Poi c'è stata un'asta, si usava un buono sconto di quel sito lì. Si mette tutto a posto, si paga, ma passa la mezzanotte, il buono sparisce. Il messaggio automatico aggressivo DEVI PAGARE diventa rosso. Sembra un patto col diavolo, se non paghi ti si aprirà una voragine per l'inferno? Il venditore arrogante, eBay se ne frega, intimidazioni assortite. Ma si può!? Ma ancora non si capisce che eBay deve chiudere!!??
Francia, flacone Lalique. FALSO. PayPal rimborserebbe, ma viene contestato dal venditore. Si blocca tutto. PayPal NON PUO' tutelare veramente l'acquirente, lo capite o no? PayPal è il Santo Patrono dei grulli, si prende la percentuale e ciao. Se il venditore non accetta che si rimborsi l'acquirente, si deve andare per vie legali. PayPal se ne lava le mani. Quindi è una sfida. Sentirsi sicuri con PayPal è come affrontare un diluvio con l'ombrellino da 3 cm della Barbie!
Inghilterra, prima di mandare a fanculo gli sfigati che vi bazzicano ancora. Acquistiamo un vecchio vetro. Mai arrivato. Però è arrivato il rimborso, alla fine solo per questo ultimo coso, abbiamo perso SOLO due mesi...
I profumi, soprattutto vintage, non si comprano su eBay. Anni di dati raccolti dai nostri lettori: 9 vintage su 10, su eBay, sono monnezza. C'è gente malata, che ama ricordare della "baia" solo le esperienze positive, per perseverare nella dipendenza dall'errore e dall'orrore, o che racconta di quando ha trovato un bel pezzo per due soldi... Ma non dice di averne PERSI "un mare" in falsi, cagate, rovinati, stracotti, etc. Perché molte persone non sono come noi, loro hanno sempre in bocca il gusto della... del raccontare balle.
Il venditore è a Milano. Ma il pacco parte da Bari... Etc, etc, etc.
Ma il concetto di "asta" contro concorrenti inesistenti (o pure inesistenti nell'esistenza fittizia che li contraddistingue, perché c'è gente che cammina ma è morta da quando è nata), deve dare a chiunque abbia ragione, l'idea della fragilità e impotenza di quel popolo di svuotati, di anima e di senso, che sta là fuori.
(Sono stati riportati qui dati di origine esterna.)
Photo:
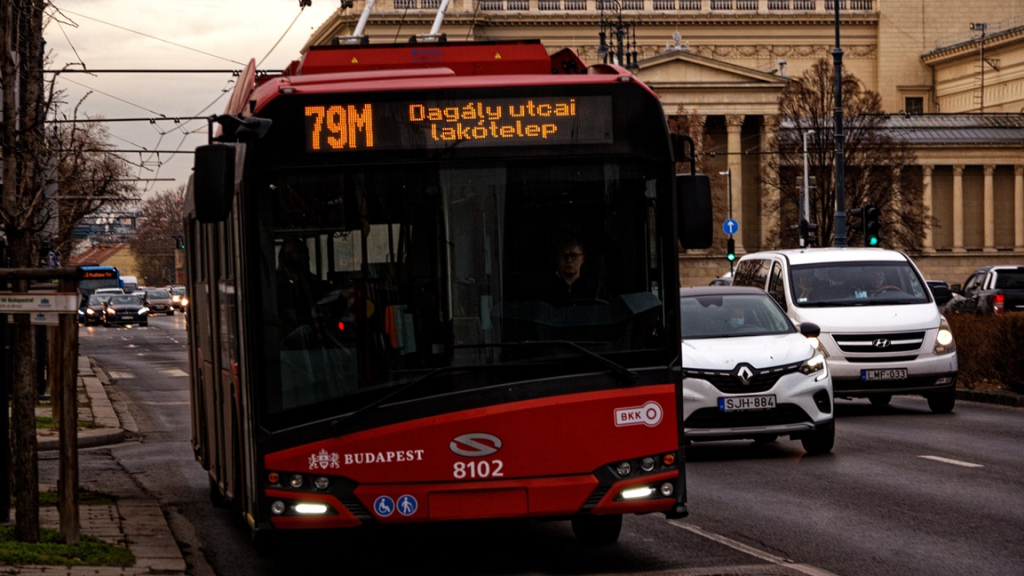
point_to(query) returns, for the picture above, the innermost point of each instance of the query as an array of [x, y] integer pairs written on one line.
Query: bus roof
[[413, 66]]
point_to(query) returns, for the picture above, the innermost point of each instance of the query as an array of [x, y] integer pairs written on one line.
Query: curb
[[999, 398]]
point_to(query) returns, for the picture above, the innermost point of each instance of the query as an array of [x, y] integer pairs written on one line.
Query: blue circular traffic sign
[[730, 227]]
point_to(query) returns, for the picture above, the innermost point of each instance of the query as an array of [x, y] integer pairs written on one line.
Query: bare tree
[[22, 138], [154, 246], [880, 169], [41, 169], [88, 177]]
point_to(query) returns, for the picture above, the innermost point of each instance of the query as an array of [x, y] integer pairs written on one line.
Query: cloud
[[179, 35]]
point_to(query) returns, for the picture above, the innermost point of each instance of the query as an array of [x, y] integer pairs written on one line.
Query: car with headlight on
[[91, 311], [125, 309], [159, 300], [749, 373], [178, 299]]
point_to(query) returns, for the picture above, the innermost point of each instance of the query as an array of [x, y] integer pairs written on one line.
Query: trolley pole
[[840, 198]]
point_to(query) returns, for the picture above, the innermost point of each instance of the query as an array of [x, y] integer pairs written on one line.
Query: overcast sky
[[170, 35]]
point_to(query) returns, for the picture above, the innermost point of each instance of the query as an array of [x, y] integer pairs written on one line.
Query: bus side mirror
[[213, 181], [693, 210]]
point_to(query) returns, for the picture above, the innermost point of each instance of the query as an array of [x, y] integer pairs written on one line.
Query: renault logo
[[744, 374], [474, 445]]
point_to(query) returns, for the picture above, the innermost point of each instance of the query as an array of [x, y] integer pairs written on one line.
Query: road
[[904, 492]]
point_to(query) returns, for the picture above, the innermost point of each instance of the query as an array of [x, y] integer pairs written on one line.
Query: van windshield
[[854, 284]]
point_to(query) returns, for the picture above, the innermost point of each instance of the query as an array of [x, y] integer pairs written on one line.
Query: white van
[[881, 330]]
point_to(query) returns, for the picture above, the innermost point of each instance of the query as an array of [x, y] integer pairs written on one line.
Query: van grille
[[880, 342]]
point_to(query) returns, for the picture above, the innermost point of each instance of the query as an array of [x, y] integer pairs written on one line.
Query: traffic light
[[871, 225], [808, 233]]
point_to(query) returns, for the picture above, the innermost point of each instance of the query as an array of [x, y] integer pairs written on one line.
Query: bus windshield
[[385, 274]]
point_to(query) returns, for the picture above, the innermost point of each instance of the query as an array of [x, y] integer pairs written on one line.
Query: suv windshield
[[851, 284], [732, 315]]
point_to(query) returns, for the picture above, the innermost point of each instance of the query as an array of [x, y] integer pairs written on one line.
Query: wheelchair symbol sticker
[[384, 506]]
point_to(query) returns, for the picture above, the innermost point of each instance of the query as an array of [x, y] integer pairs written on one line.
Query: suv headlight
[[814, 364], [944, 342]]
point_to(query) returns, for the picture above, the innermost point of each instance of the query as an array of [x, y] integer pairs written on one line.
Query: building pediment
[[679, 68]]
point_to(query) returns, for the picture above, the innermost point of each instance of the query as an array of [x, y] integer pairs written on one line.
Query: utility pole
[[806, 205], [840, 197]]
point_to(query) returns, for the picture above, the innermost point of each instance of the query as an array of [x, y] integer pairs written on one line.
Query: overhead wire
[[144, 161]]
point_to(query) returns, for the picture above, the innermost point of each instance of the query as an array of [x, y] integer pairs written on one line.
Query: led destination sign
[[480, 122]]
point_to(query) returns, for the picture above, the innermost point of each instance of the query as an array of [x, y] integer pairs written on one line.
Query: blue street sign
[[730, 227]]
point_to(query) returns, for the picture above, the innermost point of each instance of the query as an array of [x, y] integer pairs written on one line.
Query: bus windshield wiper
[[351, 416], [625, 374]]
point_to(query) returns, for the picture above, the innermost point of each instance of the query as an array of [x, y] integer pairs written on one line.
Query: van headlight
[[944, 342], [814, 364]]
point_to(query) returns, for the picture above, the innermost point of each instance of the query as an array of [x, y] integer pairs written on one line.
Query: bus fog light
[[310, 508], [638, 492]]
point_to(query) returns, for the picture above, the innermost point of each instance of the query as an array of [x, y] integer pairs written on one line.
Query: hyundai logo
[[744, 374], [475, 445]]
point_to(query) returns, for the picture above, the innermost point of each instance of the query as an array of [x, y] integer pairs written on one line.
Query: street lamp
[[806, 205]]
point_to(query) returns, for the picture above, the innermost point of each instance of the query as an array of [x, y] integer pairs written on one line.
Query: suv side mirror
[[810, 329]]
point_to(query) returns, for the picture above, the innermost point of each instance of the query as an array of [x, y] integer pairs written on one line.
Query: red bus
[[372, 237]]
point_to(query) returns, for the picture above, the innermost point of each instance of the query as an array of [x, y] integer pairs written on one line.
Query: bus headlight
[[636, 492], [310, 508]]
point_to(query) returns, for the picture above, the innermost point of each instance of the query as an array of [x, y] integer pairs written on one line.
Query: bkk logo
[[649, 414]]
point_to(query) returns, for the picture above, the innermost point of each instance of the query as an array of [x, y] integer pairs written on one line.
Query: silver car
[[159, 300]]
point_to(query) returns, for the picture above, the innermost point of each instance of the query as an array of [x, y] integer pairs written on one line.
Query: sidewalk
[[134, 521]]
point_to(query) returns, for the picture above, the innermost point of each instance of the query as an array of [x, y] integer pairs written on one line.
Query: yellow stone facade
[[729, 59]]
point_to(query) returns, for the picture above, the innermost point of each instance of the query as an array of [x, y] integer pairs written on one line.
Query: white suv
[[881, 330], [748, 373]]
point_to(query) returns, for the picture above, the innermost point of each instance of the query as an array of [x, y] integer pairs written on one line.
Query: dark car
[[178, 299], [126, 309], [91, 311], [159, 300], [940, 291]]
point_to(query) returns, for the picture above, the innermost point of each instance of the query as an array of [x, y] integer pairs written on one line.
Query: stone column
[[926, 171], [989, 222], [958, 208], [770, 204], [734, 126], [1018, 207]]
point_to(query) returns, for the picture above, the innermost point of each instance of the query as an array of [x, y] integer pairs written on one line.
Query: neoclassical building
[[949, 72]]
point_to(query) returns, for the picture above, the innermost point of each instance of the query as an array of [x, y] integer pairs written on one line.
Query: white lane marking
[[767, 557], [953, 462], [173, 372]]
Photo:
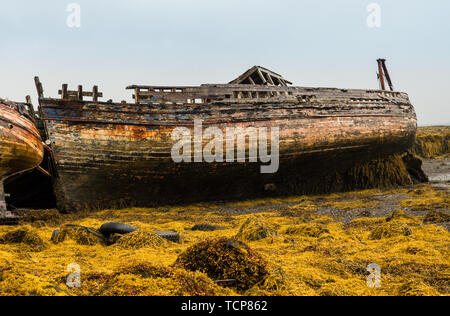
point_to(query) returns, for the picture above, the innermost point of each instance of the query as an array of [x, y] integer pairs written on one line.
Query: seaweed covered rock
[[81, 235], [399, 215], [140, 239], [414, 166], [432, 142], [24, 235], [225, 259], [436, 217], [255, 228], [39, 218], [389, 230], [416, 288], [308, 230], [206, 227], [274, 284], [145, 279], [378, 173]]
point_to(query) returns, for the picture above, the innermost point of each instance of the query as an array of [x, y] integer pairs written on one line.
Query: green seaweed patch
[[308, 230], [436, 217], [225, 259], [390, 230], [25, 235], [255, 228]]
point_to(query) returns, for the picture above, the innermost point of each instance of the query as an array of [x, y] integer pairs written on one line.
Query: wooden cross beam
[[79, 94]]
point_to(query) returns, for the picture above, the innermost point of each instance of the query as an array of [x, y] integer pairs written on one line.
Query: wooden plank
[[95, 94], [80, 93], [39, 88]]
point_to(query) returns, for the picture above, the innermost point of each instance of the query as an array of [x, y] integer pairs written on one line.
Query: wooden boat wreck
[[21, 147], [119, 154]]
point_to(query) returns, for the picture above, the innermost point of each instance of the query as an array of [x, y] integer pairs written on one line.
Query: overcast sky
[[189, 42]]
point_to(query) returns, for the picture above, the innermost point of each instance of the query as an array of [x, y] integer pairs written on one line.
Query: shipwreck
[[21, 147], [107, 154]]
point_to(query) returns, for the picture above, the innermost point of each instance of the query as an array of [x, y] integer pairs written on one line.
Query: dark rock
[[170, 236], [206, 228], [116, 228], [414, 166]]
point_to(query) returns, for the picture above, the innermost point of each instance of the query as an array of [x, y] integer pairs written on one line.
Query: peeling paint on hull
[[21, 147], [118, 155]]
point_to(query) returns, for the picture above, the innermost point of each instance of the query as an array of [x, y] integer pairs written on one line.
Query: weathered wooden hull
[[21, 147], [114, 155]]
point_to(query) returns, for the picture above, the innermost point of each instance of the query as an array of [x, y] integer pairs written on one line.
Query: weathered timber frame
[[254, 94]]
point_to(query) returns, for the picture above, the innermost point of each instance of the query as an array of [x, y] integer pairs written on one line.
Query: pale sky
[[189, 42]]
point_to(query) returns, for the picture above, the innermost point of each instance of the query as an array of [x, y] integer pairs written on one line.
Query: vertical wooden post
[[136, 95], [80, 93], [95, 94], [380, 73], [64, 94], [386, 72], [3, 208], [39, 88]]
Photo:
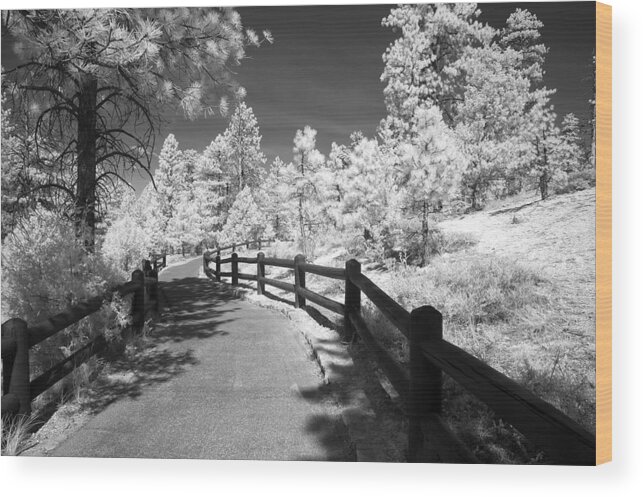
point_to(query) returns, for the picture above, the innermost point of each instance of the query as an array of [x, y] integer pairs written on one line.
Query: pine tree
[[307, 161], [171, 181], [243, 158], [91, 76], [420, 65]]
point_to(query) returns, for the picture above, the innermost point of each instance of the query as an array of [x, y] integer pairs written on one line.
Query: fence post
[[217, 267], [261, 273], [425, 385], [352, 294], [152, 287], [18, 372], [138, 301], [235, 269], [300, 280]]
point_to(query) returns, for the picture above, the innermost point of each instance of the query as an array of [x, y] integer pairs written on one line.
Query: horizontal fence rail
[[18, 338], [420, 385]]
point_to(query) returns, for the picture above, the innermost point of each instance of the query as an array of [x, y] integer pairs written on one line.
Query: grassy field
[[519, 295]]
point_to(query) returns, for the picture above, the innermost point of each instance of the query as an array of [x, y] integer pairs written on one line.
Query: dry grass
[[16, 435]]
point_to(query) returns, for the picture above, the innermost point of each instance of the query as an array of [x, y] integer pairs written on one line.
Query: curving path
[[231, 388]]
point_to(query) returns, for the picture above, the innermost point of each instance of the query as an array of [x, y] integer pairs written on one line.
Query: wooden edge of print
[[603, 233]]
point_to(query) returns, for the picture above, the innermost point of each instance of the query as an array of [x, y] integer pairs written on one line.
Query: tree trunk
[[302, 228], [425, 234], [85, 215]]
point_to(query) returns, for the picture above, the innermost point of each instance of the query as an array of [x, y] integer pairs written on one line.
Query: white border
[[103, 477]]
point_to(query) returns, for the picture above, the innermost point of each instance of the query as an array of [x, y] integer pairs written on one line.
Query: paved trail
[[235, 394]]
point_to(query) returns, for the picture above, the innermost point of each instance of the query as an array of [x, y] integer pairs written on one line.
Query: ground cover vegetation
[[469, 127]]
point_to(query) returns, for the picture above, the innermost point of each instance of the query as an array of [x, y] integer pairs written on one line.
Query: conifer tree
[[91, 76]]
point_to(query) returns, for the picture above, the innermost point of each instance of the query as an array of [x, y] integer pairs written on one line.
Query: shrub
[[46, 270]]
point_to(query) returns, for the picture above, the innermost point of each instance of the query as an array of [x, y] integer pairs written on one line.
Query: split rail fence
[[18, 338], [562, 439]]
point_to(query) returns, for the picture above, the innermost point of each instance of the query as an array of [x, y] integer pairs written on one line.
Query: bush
[[576, 181], [470, 290], [46, 270]]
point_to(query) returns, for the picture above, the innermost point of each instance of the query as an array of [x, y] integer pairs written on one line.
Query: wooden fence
[[420, 386], [18, 338]]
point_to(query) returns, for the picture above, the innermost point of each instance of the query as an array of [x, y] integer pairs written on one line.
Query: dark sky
[[324, 67]]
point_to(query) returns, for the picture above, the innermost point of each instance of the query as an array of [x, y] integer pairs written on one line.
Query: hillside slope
[[555, 238]]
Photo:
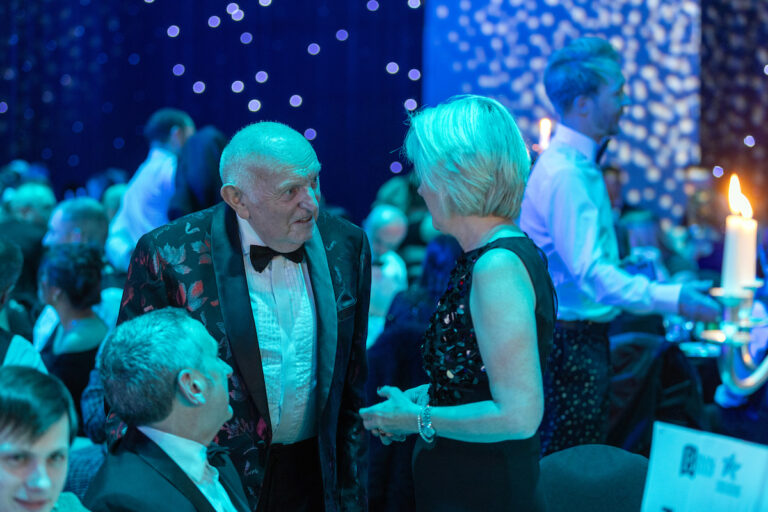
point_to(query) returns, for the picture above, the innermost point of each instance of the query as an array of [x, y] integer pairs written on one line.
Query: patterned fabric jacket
[[196, 263]]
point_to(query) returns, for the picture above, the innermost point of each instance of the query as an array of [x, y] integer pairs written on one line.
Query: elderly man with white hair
[[283, 286]]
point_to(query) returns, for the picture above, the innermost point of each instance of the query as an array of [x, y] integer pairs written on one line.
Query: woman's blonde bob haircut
[[470, 151]]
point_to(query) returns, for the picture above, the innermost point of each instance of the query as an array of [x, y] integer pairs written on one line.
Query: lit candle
[[740, 250], [545, 131]]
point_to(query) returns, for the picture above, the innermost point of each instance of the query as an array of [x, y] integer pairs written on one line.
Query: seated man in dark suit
[[162, 375]]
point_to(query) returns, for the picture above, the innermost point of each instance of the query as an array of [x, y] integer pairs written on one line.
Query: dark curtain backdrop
[[78, 79], [734, 97]]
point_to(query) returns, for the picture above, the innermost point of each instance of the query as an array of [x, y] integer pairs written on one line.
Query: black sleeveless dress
[[458, 476]]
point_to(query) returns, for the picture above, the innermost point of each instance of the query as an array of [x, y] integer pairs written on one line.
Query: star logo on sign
[[730, 466]]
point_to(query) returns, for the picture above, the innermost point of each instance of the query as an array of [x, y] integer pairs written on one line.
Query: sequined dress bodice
[[452, 357]]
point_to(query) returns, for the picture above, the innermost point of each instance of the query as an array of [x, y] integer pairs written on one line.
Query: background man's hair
[[159, 125], [11, 263]]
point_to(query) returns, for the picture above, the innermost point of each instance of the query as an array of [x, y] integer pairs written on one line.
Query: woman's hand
[[392, 419]]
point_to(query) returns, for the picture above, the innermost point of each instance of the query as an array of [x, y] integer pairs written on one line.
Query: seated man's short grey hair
[[140, 362]]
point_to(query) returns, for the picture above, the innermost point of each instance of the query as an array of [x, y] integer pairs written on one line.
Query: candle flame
[[737, 201], [545, 130]]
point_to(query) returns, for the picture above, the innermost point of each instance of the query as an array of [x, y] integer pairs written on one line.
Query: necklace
[[492, 233]]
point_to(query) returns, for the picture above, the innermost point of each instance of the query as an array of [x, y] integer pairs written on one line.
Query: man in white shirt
[[386, 227], [14, 349], [162, 375], [148, 196], [567, 212]]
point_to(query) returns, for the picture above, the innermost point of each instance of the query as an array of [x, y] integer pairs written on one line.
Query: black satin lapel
[[235, 306], [153, 455], [325, 306]]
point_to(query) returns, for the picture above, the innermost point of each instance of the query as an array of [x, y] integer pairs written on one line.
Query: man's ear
[[233, 196], [582, 104], [192, 387], [76, 235]]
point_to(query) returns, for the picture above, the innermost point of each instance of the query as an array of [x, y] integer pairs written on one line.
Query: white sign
[[693, 471]]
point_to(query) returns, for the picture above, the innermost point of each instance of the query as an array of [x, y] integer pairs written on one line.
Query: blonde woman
[[478, 417]]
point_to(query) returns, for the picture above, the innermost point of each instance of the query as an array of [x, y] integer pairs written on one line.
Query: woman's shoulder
[[501, 254], [68, 502]]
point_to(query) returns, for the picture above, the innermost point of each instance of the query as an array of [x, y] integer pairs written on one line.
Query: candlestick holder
[[738, 370]]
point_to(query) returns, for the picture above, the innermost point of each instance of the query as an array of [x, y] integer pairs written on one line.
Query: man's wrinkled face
[[283, 204], [32, 473]]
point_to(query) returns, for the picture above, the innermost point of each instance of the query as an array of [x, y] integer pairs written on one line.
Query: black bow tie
[[261, 256]]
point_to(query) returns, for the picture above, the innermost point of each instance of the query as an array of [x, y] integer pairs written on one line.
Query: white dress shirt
[[144, 206], [285, 318], [192, 458], [22, 353], [567, 213]]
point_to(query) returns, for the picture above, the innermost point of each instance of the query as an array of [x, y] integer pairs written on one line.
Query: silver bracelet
[[424, 424]]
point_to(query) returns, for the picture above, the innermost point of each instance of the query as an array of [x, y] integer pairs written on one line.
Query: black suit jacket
[[196, 262], [138, 476]]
Siti e sistemi che vivono di pizzo! E poi si meravigliano se c'è un disgraziato in motocicletta che va a chiedere la percentuale ad un pizzaiolo per guardargli la saracinesca! Oppure?
No, non siamo di questo mondo. Via da noi!
Ci siamo immolati, acquistando cose, per provare DOLORE come molti di voi l'hanno provato.
Noi, i nostri satelliti e i nostri amici, non abbiamo MAI venduto niente su eBay.
Siamo orgogliosamente puri!
Chiunque abbia millantato o millanti la nostra amicizia o approvazione, quale venditore su eBay, è un truffatore o una truffatrice, e si fa presto a scoprirlo.